Within a month of the eviction, Tallage sold the house to a property developer for $242,000. Foss didn’t receive a penny of the proceeds, even though Tallage had bought her debt for only $9,516.

That’s why she sued the company, with pro bono help from the Pacific Legal Foundation. In the end, she and the company reached an $85,000 settlement in August, returning about half of the money she had initially invested in the house.

Early in the settlement negotiations, Tallage tried to get Foss to sign non-disclosure agreements that would have kept her and her lawyers from talking about the case or saying anything negative about the company.

“I was like, ‘There’s no way I’m gonna do that,’” she told The Light. Her final settlement allows her to speak freely about the case.

It’s not the first time Tallage has settled with a Massachusetts property owner they foreclosed on.

In a 2021 lawsuit, a Dartmouth family represented by the Pacific Legal Foundation had sued Tallage after losing their home to a tax foreclosure. The foundation’s lawyers told The Light they could not comment on that case. When asked if Tallage had ever used non-disclosure agreements in its settlements, Hill declined to comment.

Foss had hoped her lawsuit would result in a judge striking down the law that allows Tallage to keep all the proceeds after a foreclosure sale — the Pacific Legal Foundation had success with a similar lawsuit in Michigan. But that kind of litigation would have taken months.

“I just didn’t have a choice,” she said. “I couldn’t stay on the streets any longer — I couldn’t live in my car any longer.”

The endgame

The end of Foss’s lawsuit left efforts to change Massachusetts tax law in limbo. Because the case ended in a settlement, a Massachusetts judge couldn’t issue a ruling on the constitutionality of the law. 

But this month, the U.S. Supreme Court agreed to hear one of the Pacific Legal Foundation’s equity theft cases brought by a woman from Minnesota. The federal justices will be able to decide whether a similar tax law in that state violated the woman’s Constitutional rights.

Polk, one of Foss’s lawyers, said the foundation’s “endgame” is to have statutes allowing for “home equity theft” struck down.

“This is not about protecting scofflaws from their duty to pay taxes,” he said. “This is about protecting homeowners, property owners — a lot of them vulnerable people — from really predatory practices in this state.”

The Massachusetts Legislature could also amend the state’s law, but a bill that would have made the changes the foundation is seeking has failed to pass two sessions in a row.
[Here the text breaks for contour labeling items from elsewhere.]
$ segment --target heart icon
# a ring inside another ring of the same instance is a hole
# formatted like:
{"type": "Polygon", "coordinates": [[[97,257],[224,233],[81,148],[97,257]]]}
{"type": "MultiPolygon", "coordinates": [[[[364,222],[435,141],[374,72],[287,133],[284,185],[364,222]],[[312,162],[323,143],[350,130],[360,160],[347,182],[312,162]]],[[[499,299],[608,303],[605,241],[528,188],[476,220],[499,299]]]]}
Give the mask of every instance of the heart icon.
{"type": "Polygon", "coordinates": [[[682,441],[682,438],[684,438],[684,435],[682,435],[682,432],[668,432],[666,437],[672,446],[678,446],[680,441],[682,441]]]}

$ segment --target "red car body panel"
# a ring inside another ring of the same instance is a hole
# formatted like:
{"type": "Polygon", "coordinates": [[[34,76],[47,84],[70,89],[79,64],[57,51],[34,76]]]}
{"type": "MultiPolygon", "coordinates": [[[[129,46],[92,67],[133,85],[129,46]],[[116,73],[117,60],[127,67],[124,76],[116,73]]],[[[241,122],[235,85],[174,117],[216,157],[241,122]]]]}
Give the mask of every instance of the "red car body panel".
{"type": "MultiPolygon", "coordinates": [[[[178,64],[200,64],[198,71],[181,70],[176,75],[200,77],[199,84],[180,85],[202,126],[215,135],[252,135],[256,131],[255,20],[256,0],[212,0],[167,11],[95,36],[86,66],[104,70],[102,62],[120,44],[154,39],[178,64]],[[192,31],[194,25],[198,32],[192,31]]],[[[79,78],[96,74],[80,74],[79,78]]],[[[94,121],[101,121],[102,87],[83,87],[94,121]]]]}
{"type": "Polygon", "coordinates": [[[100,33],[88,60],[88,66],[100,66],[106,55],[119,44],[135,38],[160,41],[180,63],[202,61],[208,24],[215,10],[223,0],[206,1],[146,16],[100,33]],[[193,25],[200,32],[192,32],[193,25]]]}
State Representatives Jeffrey Roy (D-Franklin) and Tommy Vitolo (D-Brookline) introduced the bill in January 2021 after hearing about a family in Easton that lost their house to Tallage. The bill would have made tax foreclosures more like mortgage foreclosures, so homeowners could keep their remaining equity after the foreclosure sale. It also would have helped make sure homeowners are informed about foreclosure proceedings before they happen.

The bill hasn’t passed because the Committee on Revenue wanted to study it more, Roy said. He and Vitolo introduced the bill again in the new session, but he couldn’t make any promises that it would actually make it through the Legislature in 2023.

“There is no ‘clear path’ when you’re talking about legislation,” Roy said. “But I think there’s a greater understanding of what the issues are, and that always increases the likelihood that we’ll be able to get something done.”

Meanwhile, Foss has used some of her settlement money to get an apartment in Fall River, and she said she plans to put the rest of it toward buying another house. But she’s still angry at the system that has deprived dozens of others of their equity while granting windfalls to Tallage.

“It’s just a bunch of rich people getting richer, and the poor people getting poorer,” she said. “And this is how it’s done.”